India’s smallest state is also one of its most famous, with a justifiable reputation for carefree, sun-soaked fun. Yet the beaches and parties that dominate the headlines are far from the full story. From the Goan-Portuguese heritage sites and inland areas of extraordinary natural beauty to the wonderfully varied restaurant scene and the plethora of health and wellness services that have evolved from the days of hippy hedonism, Goa has an astounding array of experiences on offer that can cater to every taste and desire.

The state is typically split into North and South, with Dabolim airport being a rough divider between the two.

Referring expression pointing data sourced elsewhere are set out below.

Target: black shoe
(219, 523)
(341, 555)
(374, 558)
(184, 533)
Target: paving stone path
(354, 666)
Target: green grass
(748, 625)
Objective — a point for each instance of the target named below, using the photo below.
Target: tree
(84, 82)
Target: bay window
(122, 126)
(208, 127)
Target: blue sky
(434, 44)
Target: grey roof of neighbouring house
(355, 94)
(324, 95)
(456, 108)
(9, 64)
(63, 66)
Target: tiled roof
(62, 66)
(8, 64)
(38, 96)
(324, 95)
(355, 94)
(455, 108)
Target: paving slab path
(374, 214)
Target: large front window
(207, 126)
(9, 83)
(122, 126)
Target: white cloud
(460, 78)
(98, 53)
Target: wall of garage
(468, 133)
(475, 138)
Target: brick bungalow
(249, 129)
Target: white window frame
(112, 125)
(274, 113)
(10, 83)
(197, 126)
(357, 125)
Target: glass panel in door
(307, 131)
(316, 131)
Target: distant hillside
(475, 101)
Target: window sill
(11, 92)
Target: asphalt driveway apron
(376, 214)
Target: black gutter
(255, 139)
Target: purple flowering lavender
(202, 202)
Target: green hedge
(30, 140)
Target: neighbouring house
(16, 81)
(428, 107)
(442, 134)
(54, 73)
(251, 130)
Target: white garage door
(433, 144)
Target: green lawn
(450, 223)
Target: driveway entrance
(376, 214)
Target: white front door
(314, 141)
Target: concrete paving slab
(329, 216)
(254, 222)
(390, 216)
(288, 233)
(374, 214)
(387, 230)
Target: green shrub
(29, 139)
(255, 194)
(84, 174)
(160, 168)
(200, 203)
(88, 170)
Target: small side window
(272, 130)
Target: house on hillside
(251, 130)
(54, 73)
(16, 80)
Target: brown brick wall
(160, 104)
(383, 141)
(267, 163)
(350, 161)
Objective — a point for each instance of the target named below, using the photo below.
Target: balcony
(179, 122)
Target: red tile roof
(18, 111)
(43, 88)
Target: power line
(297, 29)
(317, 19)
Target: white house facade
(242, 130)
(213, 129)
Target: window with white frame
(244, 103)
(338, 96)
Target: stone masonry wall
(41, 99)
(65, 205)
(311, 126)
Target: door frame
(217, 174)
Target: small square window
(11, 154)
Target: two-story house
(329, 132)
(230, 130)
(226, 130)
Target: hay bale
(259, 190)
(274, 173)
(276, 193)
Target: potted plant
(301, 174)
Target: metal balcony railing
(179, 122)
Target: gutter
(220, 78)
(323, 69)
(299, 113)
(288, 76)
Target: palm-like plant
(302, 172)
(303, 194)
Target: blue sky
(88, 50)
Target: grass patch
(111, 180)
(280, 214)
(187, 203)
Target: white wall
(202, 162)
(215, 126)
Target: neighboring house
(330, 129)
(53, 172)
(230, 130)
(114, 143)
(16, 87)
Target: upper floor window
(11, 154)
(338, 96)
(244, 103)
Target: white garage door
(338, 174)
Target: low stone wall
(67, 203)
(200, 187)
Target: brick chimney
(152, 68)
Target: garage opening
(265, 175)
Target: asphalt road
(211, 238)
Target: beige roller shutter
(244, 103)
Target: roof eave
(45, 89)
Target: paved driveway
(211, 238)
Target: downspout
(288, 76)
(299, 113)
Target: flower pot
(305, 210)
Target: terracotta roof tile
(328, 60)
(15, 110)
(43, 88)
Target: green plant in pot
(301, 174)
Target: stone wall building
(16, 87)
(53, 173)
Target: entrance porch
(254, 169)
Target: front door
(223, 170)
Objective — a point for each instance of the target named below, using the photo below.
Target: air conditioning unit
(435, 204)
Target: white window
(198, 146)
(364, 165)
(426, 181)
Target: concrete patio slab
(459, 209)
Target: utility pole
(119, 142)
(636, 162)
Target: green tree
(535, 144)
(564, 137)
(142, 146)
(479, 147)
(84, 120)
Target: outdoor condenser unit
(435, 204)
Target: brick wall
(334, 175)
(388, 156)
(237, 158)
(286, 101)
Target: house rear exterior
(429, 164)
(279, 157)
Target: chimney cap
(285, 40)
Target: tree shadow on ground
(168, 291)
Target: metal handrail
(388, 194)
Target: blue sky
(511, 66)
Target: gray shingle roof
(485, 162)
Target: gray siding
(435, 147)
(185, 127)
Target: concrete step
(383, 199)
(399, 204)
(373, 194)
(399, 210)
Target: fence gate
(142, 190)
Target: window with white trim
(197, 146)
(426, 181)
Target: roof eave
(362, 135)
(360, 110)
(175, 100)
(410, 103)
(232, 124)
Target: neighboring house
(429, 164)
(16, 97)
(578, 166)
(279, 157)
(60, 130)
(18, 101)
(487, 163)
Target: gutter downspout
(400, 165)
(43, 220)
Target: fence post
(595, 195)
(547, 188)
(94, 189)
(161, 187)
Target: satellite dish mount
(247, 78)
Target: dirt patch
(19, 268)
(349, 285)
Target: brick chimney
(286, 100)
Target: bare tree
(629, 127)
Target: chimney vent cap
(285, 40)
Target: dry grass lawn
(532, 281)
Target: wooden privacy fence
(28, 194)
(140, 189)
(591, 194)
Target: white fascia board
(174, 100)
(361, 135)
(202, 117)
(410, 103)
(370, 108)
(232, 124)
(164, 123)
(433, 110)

The north is a more cosmopolitan and developed affair, befitting its status as the place where tourism began back in the hippy days, with its epicentre being the long Bardez stretch that includes Calangute, Anjuna and Vagator, before the natural punctuation of the Siolim-Morjim river that leads to the less developed but increasingly cool Morjim, Asvem and Mandrem belt. At the very north there’s Arambol beach, which is still something of a hippy enclave and a great town for a spot of shopping, before Tiracol Fort leads into Maharashtra. The capital city of Panjim, the market town of Mapusa and the ancient capital, Old Goa, all lie in this northern region.

The south tends to be a slower paced, more bucolic region, dominated at first by a long range of five star hotels before the tail-end of the Aravalli hill range rises up to provide a natural barrier for Canacona, where Palolem, Patnem and Agonda sit in a world of their own. Inland in the south, between the ocean and the Zuari River, there are heritage homes, Portuguese mansions and towns that haven’t much changed in a century. Goa’s second town, Margao, an important railway junction, is also in the south. Beyond the Zuari, in and around Ponda, where the Portuguese influence was never strongly felt, there are spice farms, temples and waterfalls and increasingly rugged hills that lead out into Karnataka, the next state to the south.